Spesso tutto questo nasce in ambienti dove l’amore si confonde con il giudizio, dove la cura si misura con il controllo.
Frasi ripetute per anni diventano abitudine: si crescono figlie che imparano a tacere, donne che imparano a stringere i denti, anime che credono che tutto questo sia normale.
Ed è qui che inizia il punto di svolta:
Quando riconosci che ciò che hai chiamato affetto era mancanza.
Che ciò che sembrava attenzione era controllo.
Che quella che appariva normalità era violenza.
E in quel momento qualcosa si apre:
una crepa nuova, ma stavolta una crepa che fa entrare luce.
Se ti rivedi in queste parole, porta con te questa verità:
Il tuo valore esiste sempre, indipendentemente da chi tenta di spegnerlo.

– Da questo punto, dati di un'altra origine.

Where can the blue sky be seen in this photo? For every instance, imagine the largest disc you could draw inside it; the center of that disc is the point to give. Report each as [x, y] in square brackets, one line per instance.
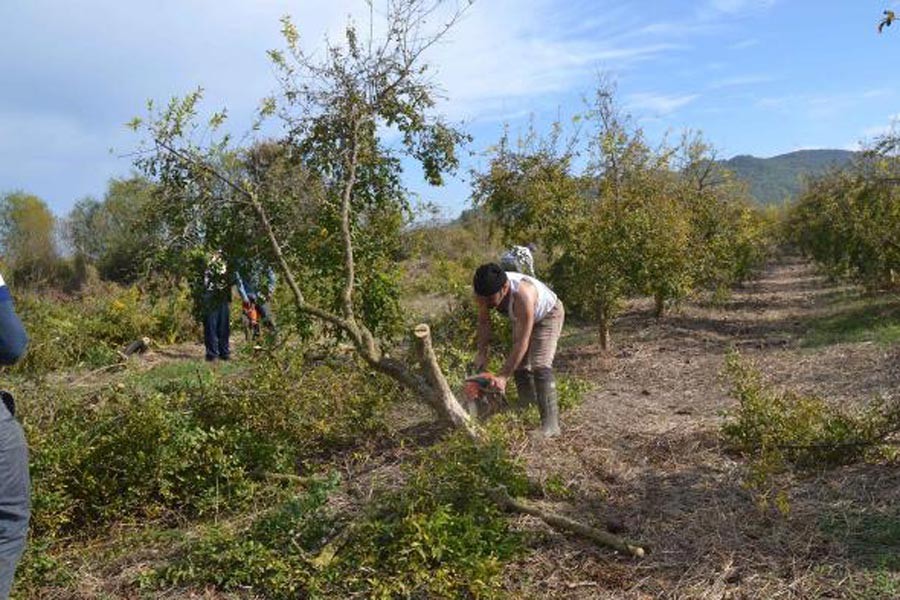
[758, 77]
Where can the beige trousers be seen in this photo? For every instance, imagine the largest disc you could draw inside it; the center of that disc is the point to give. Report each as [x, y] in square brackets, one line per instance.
[544, 338]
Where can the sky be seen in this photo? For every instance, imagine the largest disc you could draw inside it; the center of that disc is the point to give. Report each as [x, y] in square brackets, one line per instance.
[760, 77]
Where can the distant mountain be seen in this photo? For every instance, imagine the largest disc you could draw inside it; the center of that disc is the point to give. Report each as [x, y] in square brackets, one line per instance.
[772, 180]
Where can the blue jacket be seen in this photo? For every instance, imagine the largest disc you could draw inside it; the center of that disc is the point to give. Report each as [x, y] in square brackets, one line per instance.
[13, 339]
[252, 282]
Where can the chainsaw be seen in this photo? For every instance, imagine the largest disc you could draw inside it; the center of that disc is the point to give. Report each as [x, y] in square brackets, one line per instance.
[483, 398]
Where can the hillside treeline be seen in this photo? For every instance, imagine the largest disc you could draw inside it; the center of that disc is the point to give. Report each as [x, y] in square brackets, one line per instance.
[619, 217]
[848, 220]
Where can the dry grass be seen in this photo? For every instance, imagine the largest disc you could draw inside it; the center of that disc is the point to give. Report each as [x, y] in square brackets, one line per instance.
[642, 452]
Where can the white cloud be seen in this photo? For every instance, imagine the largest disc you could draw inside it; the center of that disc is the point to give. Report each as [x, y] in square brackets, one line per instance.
[739, 6]
[657, 104]
[741, 81]
[744, 44]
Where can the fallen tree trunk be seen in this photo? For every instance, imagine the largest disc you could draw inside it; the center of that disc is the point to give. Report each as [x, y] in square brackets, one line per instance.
[443, 396]
[598, 536]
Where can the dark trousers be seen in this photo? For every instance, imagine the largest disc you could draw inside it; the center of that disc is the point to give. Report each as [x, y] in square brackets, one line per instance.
[14, 497]
[265, 315]
[216, 331]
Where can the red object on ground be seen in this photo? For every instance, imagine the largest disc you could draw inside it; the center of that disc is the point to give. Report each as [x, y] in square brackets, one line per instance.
[476, 385]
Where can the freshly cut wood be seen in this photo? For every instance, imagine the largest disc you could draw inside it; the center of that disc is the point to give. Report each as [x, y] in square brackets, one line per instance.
[138, 346]
[598, 536]
[446, 403]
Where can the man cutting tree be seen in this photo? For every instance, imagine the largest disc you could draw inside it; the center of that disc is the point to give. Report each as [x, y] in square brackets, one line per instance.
[537, 317]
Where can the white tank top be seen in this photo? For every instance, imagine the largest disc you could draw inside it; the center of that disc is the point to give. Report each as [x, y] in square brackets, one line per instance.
[546, 298]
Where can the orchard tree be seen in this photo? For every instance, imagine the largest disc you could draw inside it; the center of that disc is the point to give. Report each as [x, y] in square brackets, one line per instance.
[335, 110]
[115, 235]
[27, 236]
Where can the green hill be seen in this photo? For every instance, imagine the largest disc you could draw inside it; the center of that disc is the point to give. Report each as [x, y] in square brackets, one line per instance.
[772, 180]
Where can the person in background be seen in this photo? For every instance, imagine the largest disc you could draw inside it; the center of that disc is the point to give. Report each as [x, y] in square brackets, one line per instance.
[256, 284]
[215, 310]
[537, 317]
[15, 485]
[519, 259]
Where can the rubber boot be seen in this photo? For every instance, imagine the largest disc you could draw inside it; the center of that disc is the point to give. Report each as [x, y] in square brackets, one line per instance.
[525, 388]
[545, 388]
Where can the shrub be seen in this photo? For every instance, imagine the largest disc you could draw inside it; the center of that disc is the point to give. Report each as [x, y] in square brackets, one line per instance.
[439, 535]
[189, 448]
[775, 430]
[88, 330]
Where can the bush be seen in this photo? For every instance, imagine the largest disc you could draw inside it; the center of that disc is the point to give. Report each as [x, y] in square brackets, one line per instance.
[88, 330]
[775, 430]
[191, 448]
[438, 536]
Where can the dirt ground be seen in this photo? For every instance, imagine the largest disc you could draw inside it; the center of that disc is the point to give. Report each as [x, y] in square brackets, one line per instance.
[642, 452]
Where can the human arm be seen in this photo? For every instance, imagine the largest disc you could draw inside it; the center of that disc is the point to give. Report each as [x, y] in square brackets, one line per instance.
[273, 280]
[523, 308]
[242, 290]
[483, 335]
[13, 339]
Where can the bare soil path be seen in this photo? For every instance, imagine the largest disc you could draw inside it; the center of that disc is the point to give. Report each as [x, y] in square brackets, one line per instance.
[642, 452]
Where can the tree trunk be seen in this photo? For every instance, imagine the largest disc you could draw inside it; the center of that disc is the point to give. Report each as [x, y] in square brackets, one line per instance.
[441, 396]
[659, 305]
[604, 329]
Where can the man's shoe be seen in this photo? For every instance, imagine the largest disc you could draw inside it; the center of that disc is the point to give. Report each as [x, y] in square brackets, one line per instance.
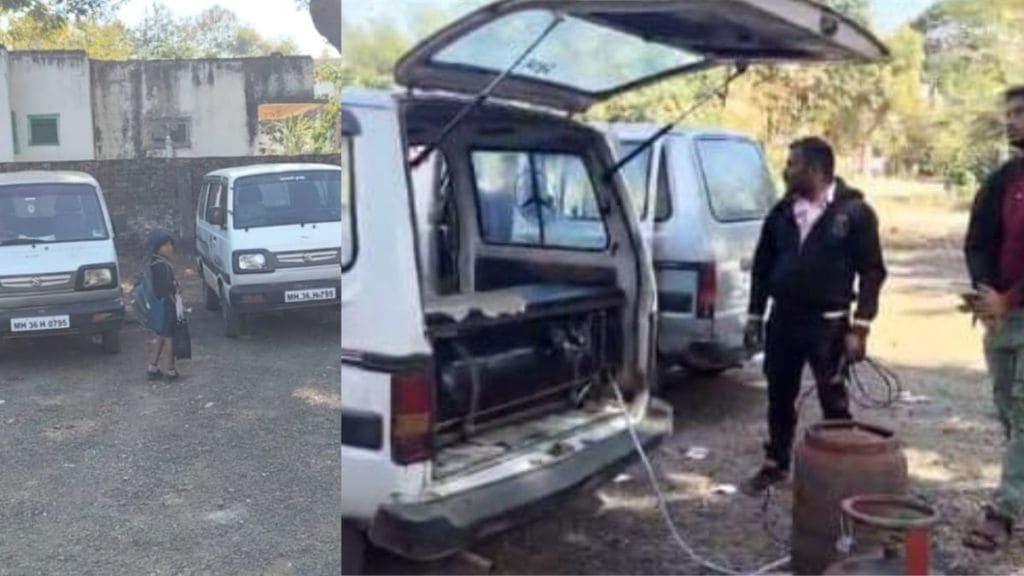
[767, 477]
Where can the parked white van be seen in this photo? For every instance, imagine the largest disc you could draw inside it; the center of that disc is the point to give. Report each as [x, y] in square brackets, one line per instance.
[496, 289]
[267, 239]
[706, 195]
[58, 266]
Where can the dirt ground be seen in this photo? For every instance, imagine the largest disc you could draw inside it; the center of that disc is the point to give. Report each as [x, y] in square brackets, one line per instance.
[951, 440]
[232, 469]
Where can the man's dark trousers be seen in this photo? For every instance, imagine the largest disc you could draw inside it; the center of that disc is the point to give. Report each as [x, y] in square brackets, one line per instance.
[794, 339]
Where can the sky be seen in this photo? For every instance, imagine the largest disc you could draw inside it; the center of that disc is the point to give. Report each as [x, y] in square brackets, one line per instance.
[888, 14]
[272, 18]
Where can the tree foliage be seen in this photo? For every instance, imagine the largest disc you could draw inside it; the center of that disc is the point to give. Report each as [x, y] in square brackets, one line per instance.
[101, 40]
[216, 32]
[56, 11]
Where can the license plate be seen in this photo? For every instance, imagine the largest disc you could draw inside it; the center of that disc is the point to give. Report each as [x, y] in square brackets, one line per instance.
[315, 295]
[40, 323]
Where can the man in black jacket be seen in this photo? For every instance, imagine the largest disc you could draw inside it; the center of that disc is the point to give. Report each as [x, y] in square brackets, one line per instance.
[994, 251]
[815, 244]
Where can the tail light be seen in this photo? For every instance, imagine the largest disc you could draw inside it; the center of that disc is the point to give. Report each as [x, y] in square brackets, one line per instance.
[412, 417]
[707, 290]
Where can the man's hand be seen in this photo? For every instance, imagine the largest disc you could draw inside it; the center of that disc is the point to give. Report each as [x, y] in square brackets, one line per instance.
[856, 344]
[992, 306]
[754, 335]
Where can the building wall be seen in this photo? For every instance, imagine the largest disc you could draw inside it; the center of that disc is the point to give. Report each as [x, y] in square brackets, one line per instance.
[46, 83]
[6, 137]
[210, 107]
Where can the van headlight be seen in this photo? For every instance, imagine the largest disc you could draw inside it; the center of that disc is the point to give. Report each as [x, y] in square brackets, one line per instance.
[251, 262]
[97, 277]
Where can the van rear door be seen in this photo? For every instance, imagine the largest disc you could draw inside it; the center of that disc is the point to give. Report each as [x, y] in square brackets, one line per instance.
[639, 41]
[738, 193]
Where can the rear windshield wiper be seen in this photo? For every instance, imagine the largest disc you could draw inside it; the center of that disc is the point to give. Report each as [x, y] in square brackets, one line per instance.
[23, 242]
[484, 94]
[716, 92]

La tua voce merita ascolto.
La tua storia merita rispetto.
La tua sensibilità merita cura, a partire da te stessa.
Il primo passo verso la Rinascita spesso è proprio questo:
riconoscere la violenza nei gesti minimi, nelle parole leggere, nelle ombre quotidiane.
Da lì può nascere un cammino nuovo.
Per te, per il tuo cuore, per la tua luce.
Se senti una ferita simile, scrivi sotto questo post.
Metti nero su bianco le frasi che ti sono state dette per sminuirti, per ferirti, per rimpicciolirti.
Quelle parole che ti hanno attraversata come coltelli sottili.
Che siano state pronunciate ieri o vent’anni fa, lasciale uscire.
Perché vederle scritte, una dietro l’altra, può aprire occhi.
Può far capire quanta crudeltà contiene una frase.
Può far nascere consapevolezza prima di ferire ancora.
E magari, leggendo, una donna si sentirà vista, compresa, meno sola.
Le parole distruggono, ma possono anche guarire.
Scriverle qui significa alleggerirle, trasformarle, renderle luce.
Oggi, 26 novembre, un giorno dopo la Giornata contro la Violenza sulle Donne, scelgo voce, presenza, consapevolezza.